Jannik Sinner è ancora campione a Wimbledon. L’azzurro batte Alexander Zverev in quattro set, 6-7, 7-6, 6-4, 6-4, e conquista il secondo titolo consecutivo sull’erba londinese. Una finale dura, nervosa, iniziata in salita e poi girata con la freddezza del numero uno.
Zverev parte meglio
Il primo set è una battaglia di servizio e nervi. Zverev gioca con grande aggressività, tiene alta la percentuale di prime e non lascia a Sinner molte occasioni per entrare nello scambio. L’equilibrio resiste fino al tie-break, dove il tedesco trova più profondità e si prende un tutto sommato meritato vantaggio.

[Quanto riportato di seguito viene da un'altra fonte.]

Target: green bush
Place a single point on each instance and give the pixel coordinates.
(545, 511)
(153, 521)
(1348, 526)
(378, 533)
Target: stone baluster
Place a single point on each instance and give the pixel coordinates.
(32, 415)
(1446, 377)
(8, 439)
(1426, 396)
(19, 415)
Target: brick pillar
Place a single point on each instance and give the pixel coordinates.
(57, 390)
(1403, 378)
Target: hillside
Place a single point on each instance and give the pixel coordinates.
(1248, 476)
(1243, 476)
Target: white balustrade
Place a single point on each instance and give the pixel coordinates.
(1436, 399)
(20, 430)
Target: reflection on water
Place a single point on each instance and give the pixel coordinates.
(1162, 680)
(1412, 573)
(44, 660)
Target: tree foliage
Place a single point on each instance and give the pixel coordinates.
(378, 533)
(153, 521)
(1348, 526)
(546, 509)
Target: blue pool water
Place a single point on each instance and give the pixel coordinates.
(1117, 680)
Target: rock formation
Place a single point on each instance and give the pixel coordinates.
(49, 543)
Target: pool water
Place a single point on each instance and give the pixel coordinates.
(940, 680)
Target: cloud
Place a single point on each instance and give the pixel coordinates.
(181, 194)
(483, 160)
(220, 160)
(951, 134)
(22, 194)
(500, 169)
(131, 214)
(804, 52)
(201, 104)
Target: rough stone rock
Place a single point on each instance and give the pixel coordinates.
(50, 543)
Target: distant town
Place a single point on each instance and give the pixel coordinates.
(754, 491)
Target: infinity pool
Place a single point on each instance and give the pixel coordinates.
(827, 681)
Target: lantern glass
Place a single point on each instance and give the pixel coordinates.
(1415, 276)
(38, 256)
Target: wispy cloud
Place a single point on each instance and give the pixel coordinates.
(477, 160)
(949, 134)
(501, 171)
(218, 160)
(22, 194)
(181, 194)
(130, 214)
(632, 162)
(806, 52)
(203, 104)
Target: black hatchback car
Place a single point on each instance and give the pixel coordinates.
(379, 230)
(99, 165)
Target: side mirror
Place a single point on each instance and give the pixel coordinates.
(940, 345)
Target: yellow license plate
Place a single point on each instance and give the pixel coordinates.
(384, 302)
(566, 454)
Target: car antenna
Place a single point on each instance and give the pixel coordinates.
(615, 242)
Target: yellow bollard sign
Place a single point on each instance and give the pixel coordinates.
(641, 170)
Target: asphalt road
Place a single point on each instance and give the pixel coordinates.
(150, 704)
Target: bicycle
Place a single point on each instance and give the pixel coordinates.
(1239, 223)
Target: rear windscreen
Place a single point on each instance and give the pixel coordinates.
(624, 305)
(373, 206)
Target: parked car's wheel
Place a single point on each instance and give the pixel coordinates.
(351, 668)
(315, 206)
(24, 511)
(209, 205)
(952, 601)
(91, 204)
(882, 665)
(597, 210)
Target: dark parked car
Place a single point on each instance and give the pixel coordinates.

Per Jannik è il primo vero momento complicato del torneo dopo la partita di esordio contro Kecmanovic. Non gioca male, ma fatica a trovare continuità in risposta e deve inseguire contro un avversario che, dopo il trionfo al Roland Garros, sembra avere la leggerezza di chi non ha più nulla da dimostrare.
La reazione del numero uno
La partita cambia nel secondo set. Sinner alza il ritmo, risponde più vicino alla riga e comincia a spostare Zverev con maggiore precisione. Anche qui non arriva il break, ma il tie-break ha un volto diverso: Jannik sbaglia meno, sceglie meglio i colpi e rimette la finale in equilibrio.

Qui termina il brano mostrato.